2015年11月6日金曜日

四角な船を読み終えて

この小さな文庫本は
たくさんの書物の中にひっそりとはさまれていた。
表紙はもちろん、めくるページは焼けて茶褐色に変色していました。
送られてきてから3か月くらいになっていました。
いっぱい送られてきた箱の中から
私が最初に手にした本は
この井上靖著「四角な船」でした。
昭和45年から46年に連載されていたようです。
本をめくるたびに
送ってくれたSさんの心に触れるような気がしてなりませんでした。
読み進めていくと
自分とノアの方舟を本気で作ろうと考えている甍と重ねたり、新聞記者丸子と
Sさんを重ねたり、時代背景が私の青春時代だったことも
この本を読み進めるには丁度良かったようです。
時々本の中に出てくる、必要な人間、優しい人間とはいかなる人間なのかと
自問する。
また人間の幸せとは、何もかも進化した道具にい漏れている世の中に
果たして本当にあるのだろうかと
考えさせられる場面も多い。
45年はまだまだ今に比べたら、それほどではない。
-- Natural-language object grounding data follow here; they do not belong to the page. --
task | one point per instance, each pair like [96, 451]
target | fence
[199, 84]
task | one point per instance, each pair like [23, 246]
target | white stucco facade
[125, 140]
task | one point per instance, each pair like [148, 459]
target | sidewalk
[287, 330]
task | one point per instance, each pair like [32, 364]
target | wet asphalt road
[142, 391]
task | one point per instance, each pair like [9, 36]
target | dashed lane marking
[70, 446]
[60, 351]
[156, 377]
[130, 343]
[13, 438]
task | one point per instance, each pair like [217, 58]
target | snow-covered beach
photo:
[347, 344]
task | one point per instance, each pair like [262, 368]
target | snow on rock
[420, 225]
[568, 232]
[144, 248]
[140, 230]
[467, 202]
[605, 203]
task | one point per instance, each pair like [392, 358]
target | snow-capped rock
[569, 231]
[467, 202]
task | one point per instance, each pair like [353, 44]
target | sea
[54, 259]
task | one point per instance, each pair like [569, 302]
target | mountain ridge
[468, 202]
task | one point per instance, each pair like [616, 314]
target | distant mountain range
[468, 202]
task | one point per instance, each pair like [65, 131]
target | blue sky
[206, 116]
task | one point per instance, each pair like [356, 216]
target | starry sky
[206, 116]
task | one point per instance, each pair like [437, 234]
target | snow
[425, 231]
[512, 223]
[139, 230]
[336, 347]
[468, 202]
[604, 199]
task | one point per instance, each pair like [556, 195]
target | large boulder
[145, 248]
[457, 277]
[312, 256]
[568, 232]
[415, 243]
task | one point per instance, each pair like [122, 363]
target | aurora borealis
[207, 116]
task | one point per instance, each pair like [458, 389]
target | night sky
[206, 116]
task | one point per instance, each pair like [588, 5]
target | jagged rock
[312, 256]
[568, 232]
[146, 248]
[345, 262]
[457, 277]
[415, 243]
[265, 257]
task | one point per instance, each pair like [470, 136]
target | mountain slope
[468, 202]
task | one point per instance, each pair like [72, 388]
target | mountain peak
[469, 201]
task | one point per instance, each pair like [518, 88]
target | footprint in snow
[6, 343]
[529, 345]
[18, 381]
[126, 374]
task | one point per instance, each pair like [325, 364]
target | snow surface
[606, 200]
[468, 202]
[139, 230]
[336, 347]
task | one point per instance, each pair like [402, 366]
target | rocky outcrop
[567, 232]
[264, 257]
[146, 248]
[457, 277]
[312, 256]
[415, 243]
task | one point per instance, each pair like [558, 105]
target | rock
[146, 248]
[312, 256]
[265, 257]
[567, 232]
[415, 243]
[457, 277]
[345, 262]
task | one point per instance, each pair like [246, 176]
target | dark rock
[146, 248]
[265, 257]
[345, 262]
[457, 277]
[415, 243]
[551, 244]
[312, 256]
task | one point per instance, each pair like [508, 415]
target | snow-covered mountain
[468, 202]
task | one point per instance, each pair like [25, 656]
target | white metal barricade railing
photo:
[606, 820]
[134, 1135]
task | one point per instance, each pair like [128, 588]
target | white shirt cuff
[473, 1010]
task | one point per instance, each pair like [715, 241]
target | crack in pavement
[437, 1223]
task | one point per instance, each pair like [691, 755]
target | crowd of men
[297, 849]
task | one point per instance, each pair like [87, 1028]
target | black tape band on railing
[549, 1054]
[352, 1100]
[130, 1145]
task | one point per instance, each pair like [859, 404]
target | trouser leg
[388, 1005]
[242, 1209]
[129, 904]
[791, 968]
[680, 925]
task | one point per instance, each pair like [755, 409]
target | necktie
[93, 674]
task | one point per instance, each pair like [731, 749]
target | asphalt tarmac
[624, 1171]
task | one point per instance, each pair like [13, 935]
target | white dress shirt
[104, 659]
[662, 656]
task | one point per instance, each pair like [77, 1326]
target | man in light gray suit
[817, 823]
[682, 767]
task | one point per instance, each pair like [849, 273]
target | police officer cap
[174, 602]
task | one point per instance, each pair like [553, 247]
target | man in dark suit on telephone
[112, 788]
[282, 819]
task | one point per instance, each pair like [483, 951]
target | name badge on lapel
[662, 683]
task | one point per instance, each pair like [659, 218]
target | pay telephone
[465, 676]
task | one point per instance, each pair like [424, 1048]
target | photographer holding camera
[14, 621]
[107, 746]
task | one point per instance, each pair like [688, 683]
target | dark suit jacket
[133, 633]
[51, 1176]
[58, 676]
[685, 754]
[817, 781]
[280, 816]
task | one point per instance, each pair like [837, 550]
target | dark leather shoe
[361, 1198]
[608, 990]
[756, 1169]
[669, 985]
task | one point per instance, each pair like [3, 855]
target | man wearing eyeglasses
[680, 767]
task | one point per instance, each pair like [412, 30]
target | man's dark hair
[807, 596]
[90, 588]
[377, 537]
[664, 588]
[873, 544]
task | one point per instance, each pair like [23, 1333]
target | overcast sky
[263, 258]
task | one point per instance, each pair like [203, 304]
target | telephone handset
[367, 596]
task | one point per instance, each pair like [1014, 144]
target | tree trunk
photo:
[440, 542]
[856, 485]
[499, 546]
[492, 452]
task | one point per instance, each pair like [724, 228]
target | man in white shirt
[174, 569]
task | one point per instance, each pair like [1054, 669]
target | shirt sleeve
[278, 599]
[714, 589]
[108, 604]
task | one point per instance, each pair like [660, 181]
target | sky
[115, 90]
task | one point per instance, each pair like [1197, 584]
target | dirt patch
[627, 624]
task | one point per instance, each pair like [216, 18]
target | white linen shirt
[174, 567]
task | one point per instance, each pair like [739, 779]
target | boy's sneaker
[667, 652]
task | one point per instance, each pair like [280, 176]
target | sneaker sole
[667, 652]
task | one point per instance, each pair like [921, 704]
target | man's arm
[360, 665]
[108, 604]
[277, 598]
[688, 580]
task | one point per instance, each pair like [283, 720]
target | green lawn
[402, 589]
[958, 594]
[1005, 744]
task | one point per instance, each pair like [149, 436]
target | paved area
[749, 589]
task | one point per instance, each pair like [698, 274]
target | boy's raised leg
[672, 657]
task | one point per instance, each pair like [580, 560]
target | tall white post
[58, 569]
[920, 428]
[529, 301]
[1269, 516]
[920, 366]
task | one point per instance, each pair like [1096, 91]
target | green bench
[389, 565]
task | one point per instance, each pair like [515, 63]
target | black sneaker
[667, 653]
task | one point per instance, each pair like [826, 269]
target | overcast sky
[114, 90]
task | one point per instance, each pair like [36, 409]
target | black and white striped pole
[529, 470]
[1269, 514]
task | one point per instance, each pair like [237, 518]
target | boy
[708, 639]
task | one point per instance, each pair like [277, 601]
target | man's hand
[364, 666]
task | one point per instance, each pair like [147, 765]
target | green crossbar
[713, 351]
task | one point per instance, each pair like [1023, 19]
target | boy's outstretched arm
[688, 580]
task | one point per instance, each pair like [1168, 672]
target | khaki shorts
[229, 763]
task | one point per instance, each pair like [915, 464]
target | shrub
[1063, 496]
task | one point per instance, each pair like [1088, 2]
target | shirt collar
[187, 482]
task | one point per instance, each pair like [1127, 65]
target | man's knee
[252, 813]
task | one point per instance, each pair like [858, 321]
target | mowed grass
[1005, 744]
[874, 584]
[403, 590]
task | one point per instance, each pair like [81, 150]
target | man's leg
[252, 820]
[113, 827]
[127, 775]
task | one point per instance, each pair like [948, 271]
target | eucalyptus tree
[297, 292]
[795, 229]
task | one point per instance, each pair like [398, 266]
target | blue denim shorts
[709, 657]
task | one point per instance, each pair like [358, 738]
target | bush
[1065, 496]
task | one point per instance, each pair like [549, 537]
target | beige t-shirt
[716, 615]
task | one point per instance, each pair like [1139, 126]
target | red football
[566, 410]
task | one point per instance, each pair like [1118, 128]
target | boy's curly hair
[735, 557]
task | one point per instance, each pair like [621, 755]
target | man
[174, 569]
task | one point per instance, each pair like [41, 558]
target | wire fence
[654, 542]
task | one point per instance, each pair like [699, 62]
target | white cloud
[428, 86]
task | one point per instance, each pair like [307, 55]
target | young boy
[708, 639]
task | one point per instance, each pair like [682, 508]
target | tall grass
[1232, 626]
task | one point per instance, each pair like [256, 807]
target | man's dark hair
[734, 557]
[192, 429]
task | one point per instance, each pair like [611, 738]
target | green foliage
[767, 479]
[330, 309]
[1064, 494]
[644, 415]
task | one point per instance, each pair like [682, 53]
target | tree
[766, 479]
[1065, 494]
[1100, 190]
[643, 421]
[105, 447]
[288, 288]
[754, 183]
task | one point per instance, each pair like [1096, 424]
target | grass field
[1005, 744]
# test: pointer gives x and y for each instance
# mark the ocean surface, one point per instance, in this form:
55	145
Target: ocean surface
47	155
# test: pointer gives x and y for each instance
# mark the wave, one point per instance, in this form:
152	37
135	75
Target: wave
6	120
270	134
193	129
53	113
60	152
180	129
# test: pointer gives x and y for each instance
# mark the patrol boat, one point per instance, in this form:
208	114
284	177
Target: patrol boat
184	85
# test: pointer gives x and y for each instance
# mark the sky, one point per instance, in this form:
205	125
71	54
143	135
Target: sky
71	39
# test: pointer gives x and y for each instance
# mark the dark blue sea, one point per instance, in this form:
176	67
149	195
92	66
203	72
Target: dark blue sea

車も電話もそう簡単に
手に入らない時代なのだから・・・・・・。
読み進めるうちに
この作者は洪水が起きることを予測していたのかもしれない。
その、大きなものは東北の津波、それからもっと考えねばならない
福島原発。きっと何かを予言していて、甍は狂人でもあり、狂人でもない
二面性を描いたのであろうか
最後の最後まで結末が読み取れなかった。
まさかの甍の死であった。
夢で船を造ろうとしたのではない。人間を守るため、地球を守るために
船が作りたかった心のうちがとても美しく描かれていたように思う。

そして、狂人であろうがなかろうが人間はいつか死と直面しなければならない。
人間が生きていくのに大切なことは何かを問う小説のような気がした。

この本を送ってくれた主はどんな想いでこの本を読んだのだろうか
私の言えることは、ただ一つ
生きましょう、なにがあっても・・・・・・。